Our old Pear tree that we inherited with our property is bearing a lot of wonderful fruit this year and although I will bottle some and cook/ freeze some as well I would be interested to know how any of you 'keep' them for the next few days, weeks, months ?? I'm not altogether sure that it is the same as storing Apples but I may be wrong.


----------



## Aunt Bea (Aug 12, 2014)

We used to just keep them in a cool place sitting on a newspaper and not touching each other.  We would look them over every couple of days and eat the ripest ones first.  I have heard that it you want them to ripen faster you can place them in a brown paper bag with a ripe banana.  I have never tried that.

This a nice recipe if you can find the little red cinnamon candy hearts or Red Hots.

Red-Hot Poached Pears Recipe


----------



## taxlady (Aug 12, 2014)

I have never had enough pears to worry about it. 

When I find perfectly ripe pears, I make this, it's really yummy: http://www.discusscooking.com/forums/f40/pear-tarte-77329.html#post1096293

I have also made a spiced pear and apple jam that is wonderful. If you want, I can send you the recipe.


----------



## Josie1945 (Aug 12, 2014)

I would love to have your recipe
for Spiced Pear and apple jam.

Josie


----------



## menumaker (Aug 12, 2014)

yes please Taxy


----------



## Oldvine (Aug 12, 2014)

My dad used to wrap them in tissue or newspaper and store them in a cool place.  They would last at least a month.  
But you must check them now and then for ripening pears.  If you forget them, they won't wait for you.


----------



## Katie H (Aug 12, 2014)

We used to have a lot of pears from out pear trees but the trees have now been hit by lightening three times and they produce pears as hard as cannonballs so no more pears to eat.

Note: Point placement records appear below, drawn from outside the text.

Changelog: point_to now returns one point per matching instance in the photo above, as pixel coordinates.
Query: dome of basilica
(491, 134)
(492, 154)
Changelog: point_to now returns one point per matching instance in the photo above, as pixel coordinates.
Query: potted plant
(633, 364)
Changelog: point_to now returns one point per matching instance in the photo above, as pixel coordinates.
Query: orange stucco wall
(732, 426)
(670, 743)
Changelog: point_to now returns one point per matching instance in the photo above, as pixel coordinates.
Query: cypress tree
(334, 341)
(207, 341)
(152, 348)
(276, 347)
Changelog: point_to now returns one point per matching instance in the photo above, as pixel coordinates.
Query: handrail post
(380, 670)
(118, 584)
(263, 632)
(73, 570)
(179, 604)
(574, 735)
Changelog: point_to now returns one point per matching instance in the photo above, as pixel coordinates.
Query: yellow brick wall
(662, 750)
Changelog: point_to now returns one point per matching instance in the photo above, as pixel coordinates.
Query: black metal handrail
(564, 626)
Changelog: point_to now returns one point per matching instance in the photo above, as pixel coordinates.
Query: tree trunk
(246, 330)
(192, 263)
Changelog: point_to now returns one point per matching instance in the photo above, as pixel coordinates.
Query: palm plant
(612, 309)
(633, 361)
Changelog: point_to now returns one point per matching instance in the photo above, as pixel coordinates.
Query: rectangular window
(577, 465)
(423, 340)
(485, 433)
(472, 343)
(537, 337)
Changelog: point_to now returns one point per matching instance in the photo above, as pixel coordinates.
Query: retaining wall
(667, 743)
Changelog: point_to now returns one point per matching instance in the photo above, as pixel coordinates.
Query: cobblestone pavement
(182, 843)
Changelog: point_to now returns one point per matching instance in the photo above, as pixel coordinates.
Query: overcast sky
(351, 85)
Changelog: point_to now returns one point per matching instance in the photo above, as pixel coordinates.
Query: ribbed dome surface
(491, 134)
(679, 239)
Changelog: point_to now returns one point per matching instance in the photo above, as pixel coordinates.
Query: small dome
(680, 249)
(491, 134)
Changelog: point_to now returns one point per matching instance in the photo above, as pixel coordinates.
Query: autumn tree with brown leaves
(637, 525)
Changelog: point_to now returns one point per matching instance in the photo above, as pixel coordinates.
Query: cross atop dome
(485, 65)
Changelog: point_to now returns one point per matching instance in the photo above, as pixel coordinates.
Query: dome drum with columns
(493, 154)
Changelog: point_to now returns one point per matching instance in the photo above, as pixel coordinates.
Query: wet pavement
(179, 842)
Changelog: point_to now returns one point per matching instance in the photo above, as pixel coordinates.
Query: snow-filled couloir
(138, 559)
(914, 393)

When we did have an abundance of pears I made something the old housewives here called pear honey, which is like a jam and it really, really good, especially on toasted English muffins.  I'll post it in a little while.


----------



## CharlieD (Aug 12, 2014)

In the olden day they were kept in the seller in a wooden box with some hey in between layers, so basically, yes, they are kept same way the apples are. Personally I loved stewed pears and pear preserve. Have not had preserve in gazillion years.


----------



## taxlady (Aug 12, 2014)

Josie, menumaker. I have sent the recipe by PM. I'm not posting it because I haven't made it in a very long time. If I make it again, I will post it.


----------



## Mad Cook (Aug 12, 2014)

menumaker said:


> Our old Pear tree that we inherited with our property is bearing a lot of wonderful fruit this year and although I will bottle some and cook/ freeze some as well I would be interested to know how any of you 'keep' them for the next few days, weeks, months ?? I'm not altogether sure that it is the same as storing Apples but I may be wrong.


They keep well in the 'fridge at least for a month or so but that isn't very practical if you've got a lot. 

Here's a link that might be useful  

How to Store Pears for Winter


----------



## mmyap (Aug 13, 2014)

Spiced Pear Butter is wonderful.

Spiced Pear Butter Recipe | Epicurious.com


----------